Q: If the other parent of the child is incarcerated, can I just ask the court to terminate his/her parental rights and it be granted?
A: No. If a parent of a child is incarcerated, there must also be evidence that either: (1) the period of time for which the parent is expected to be incarcerated will make up a substantial period of the time before the child turns 18 years of age; or
2) the incarcerated parent has been found by the court to be a violent career criminal, a habitual violent felony offender, a sexual predator, convicted of a first degree or second degree murder, or convicted of a sexual battery constituting capital, life, or first degree felony violation; or
3) the court determines that continuing the parental relationship with the incarcerated parent would be harmful to the child and for that reason, termination of parental rights is in the best interest of the child.
Florida Statute 39.806(d)(1.)-(3.).
Q: What constitutes abandonment for the purposes of terminating parental rights?
A: Abandonment occurs when the parent or legal custodian of a child, while being able, makes no provision for the child's support and has failed to establish or maintain a substantial and positive relationship with the child. “Establish or maintain a substantial and positive relationship” includes, but is not limited to, frequent and regular contact with the child through frequent and regular visitation or frequent and regular communication to or with the child, and the exercise of parental rights and responsibilities.

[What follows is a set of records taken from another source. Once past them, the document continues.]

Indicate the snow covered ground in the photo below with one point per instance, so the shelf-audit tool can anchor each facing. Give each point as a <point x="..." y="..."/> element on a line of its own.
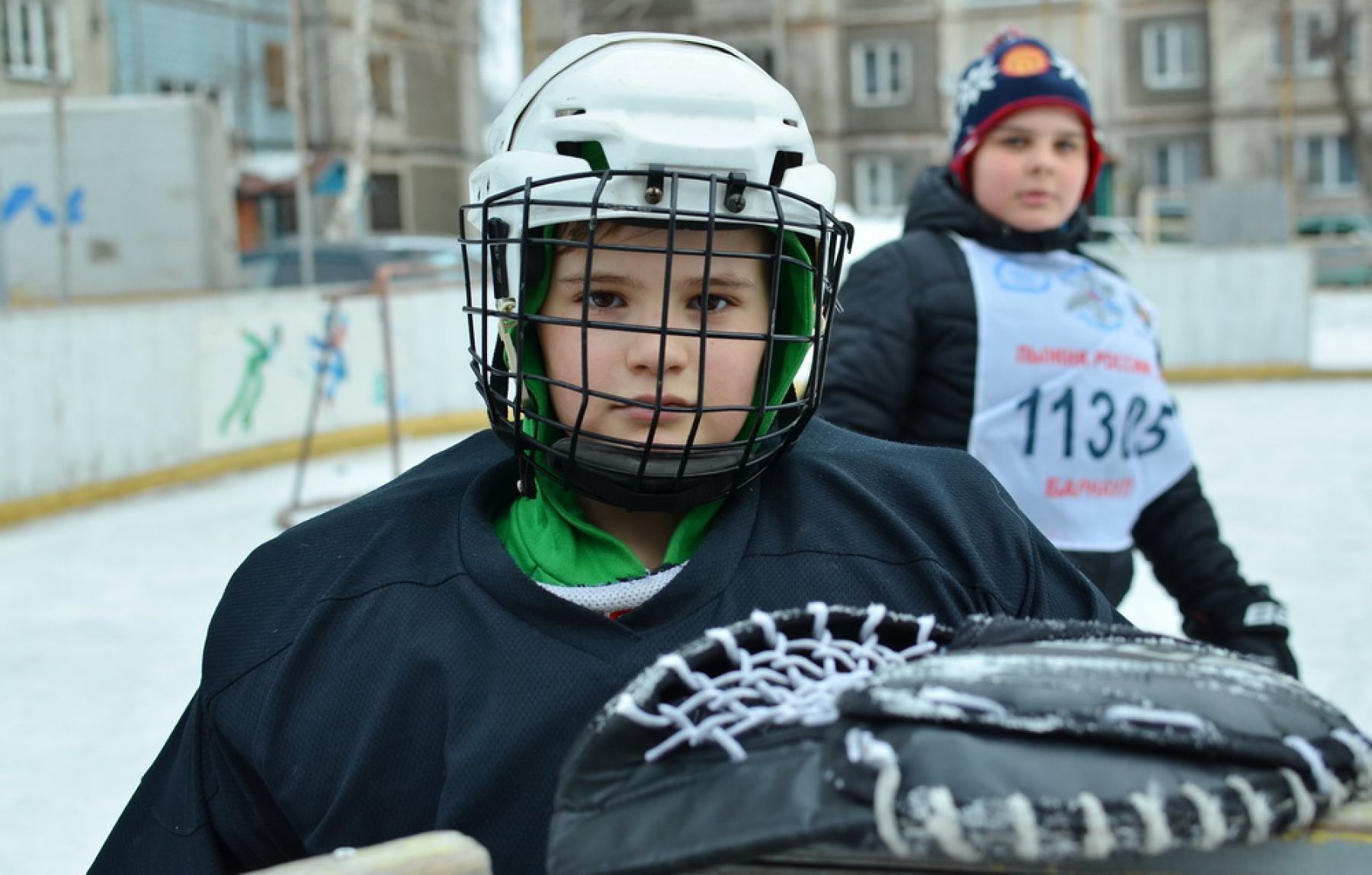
<point x="103" y="611"/>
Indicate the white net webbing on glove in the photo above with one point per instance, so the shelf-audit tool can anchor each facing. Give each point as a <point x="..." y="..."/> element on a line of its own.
<point x="792" y="682"/>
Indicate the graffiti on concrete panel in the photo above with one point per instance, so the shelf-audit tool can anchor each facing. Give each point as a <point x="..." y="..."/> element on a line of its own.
<point x="329" y="361"/>
<point x="253" y="382"/>
<point x="24" y="198"/>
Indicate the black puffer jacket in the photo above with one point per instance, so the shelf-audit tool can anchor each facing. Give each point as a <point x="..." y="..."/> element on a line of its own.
<point x="903" y="362"/>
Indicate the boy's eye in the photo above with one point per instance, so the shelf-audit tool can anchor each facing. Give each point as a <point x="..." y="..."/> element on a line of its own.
<point x="711" y="303"/>
<point x="604" y="300"/>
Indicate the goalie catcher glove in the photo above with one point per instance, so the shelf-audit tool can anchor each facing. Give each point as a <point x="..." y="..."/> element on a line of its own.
<point x="1002" y="739"/>
<point x="1243" y="619"/>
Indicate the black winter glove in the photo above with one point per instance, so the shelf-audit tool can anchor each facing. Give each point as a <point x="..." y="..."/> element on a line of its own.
<point x="1246" y="620"/>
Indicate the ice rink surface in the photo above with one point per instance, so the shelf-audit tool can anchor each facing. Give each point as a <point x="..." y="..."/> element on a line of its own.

Marginal efforts and incidental or token visits or communications are not sufficient to establish or maintain a substantial and positive relationship with a child. The incarceration of a parent, legal custodian, or caregiver responsible for a child's welfare may support a finding of abandonment. Florida Statute 39.01(1).

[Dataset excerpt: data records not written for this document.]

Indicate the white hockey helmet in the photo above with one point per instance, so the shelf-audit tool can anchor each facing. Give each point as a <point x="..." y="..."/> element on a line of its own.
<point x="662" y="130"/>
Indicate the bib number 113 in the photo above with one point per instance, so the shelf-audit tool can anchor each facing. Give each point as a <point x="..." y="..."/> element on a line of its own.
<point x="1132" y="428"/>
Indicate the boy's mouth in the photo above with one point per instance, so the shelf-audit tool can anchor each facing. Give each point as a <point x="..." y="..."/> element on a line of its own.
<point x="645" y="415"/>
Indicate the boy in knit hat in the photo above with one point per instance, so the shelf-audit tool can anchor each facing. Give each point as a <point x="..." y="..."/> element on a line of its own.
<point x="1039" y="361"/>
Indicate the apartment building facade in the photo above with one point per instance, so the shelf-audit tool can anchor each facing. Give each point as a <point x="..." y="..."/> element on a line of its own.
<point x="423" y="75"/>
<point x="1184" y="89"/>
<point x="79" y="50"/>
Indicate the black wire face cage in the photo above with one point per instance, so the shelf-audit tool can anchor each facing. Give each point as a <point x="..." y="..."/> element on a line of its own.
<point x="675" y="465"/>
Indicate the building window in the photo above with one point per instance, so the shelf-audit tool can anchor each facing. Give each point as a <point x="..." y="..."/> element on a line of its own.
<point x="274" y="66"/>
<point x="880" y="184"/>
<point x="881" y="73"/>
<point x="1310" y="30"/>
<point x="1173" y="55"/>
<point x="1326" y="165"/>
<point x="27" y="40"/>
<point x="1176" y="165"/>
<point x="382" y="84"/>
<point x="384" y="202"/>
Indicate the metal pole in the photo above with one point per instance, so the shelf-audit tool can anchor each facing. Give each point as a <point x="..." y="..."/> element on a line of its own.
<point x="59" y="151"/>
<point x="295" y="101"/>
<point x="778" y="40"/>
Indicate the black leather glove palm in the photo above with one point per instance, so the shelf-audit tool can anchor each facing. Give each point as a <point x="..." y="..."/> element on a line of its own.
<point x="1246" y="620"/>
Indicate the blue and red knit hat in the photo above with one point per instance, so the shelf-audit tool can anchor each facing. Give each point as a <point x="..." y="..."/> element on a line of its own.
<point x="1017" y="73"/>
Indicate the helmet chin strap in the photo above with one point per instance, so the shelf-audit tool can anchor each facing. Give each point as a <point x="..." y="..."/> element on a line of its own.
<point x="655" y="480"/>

Q: Can I request the court to terminate the other parent’s parental rights due to domestic violence?
A: Possibly. To terminate parental rights based on the continued threat of domestic violence in the home, the requesting party must prove (1) that the child's life, safety, or health would be threatened by continued interaction with the parent, regardless of the provision of services; (2) that there is no reasonable basis to believe the parent will improve; and (3) that termination is the least restrictive means of protecting the child from serious harm. T.O. v. Department of Children and Families, 21 So.3d 173 (Fla. 4th DCA 2009), rehearing denied, 30 So.3d 493.
Q: If a child has been adjudicated dependent and a case plan has been filed with the court, can I just ask the court to terminate the parent’s or parents’ parental rights and it be granted?
A: No. When a child is adjudicated dependent and a case plan has been filed with the court, the requesting party must also demonstrate to the court that the child continues to be abused, neglected, or abandoned by the parent or parents and the parent or parents have materially breached the case plan. Florida Statute 39.806(e)(1), (2).
Q: How do I prove that the parent or parents have materially breached a case plan of a dependent child?
A: The court must find that the parent or parents are unlikely or unable to substantially comply with the case plan before time to comply with the case plan expires. Florida Statute 39.806(e)(2).